I Want A House Husband
Recently I was chatting with my great aunt, who grew up in the early part of the 20th century in Monterrey, Mexico. We were talking about a friend of hers whose husband didn’t work, but took care of the kids, and I told her, “You know tía, if I could marry a man who would have the house clean, the laundry done, the children tended to and dinner ready when I got home from work, I would totally go for it.”
You should have seen her face.
Mind you, my tía is a bit old school — but at the same time — she always worked full-time while she was taking care of her son, cleaning the house, paying the bills, washing the laundry, doing the grocery shopping and all of those other things that we “traditionally associate with a wife’s work.”
The truth is, if I could make enough money to support a family, I would opt for a one-parent household — I just wouldn’t want to be the parent to stay home — at least not permanently. I don’t think this makes me any less of a woman, or that it would make my partner any less of a man. On the contrary, I really admire men who want to take a more active role raising their children, because I honestly can’t think of anything more macho than a man taking charge of his family’s welfare (especially if that means less clothes for me to wash!).
My generation grew up expecting both parents to work and perceiving a stay-at-home parent as a luxury for other people that were not us. Honestly, if I could afford such a luxury, I would go for it. Although it seems to fly in the face of “traditional” values like those of my tía — who called her friend’s husband “un flojonazo bien hecho” — I like the idea, yet, sometimes the dream is better than the reality.
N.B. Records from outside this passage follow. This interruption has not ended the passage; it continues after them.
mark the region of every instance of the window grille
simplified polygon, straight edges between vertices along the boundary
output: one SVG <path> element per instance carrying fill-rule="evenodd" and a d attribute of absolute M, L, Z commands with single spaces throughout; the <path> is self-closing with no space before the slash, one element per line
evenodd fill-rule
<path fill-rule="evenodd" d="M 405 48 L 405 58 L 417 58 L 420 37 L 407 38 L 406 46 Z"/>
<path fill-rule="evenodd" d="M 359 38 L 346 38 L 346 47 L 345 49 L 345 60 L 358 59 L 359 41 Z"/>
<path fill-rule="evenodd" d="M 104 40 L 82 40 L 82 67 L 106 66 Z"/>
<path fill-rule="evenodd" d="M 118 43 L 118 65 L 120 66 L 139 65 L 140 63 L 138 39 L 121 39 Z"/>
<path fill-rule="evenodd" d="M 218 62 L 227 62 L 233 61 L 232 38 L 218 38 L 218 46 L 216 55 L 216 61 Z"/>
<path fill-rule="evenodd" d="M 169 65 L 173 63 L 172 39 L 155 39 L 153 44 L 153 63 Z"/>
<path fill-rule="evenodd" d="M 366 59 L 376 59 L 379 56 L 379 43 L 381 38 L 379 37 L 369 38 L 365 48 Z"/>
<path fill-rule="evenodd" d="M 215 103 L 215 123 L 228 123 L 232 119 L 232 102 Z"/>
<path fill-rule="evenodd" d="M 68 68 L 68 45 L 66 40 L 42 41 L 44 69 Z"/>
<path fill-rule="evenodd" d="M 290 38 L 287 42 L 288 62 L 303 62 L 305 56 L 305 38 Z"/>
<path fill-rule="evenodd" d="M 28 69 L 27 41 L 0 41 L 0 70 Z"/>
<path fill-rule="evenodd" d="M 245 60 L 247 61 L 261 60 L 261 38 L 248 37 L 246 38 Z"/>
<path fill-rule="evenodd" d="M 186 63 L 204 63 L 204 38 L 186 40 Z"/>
I wouldn’t want to be a stay-at-home mom forever because I think I would get bored. If I were able to work part-time or freelance, I think that would be my ideal. Similarly, I can see how a house husband would feel the same way. Having worked from home for more than a year now, I understand how alone or lonely one can feel when at home all day.
So, perhaps another one of my tía’s values comes into play. “Each person has to be an equal partner,” she tells me, “se tienen que entender uno al otro.” Balance is the key, ey? You don’t say!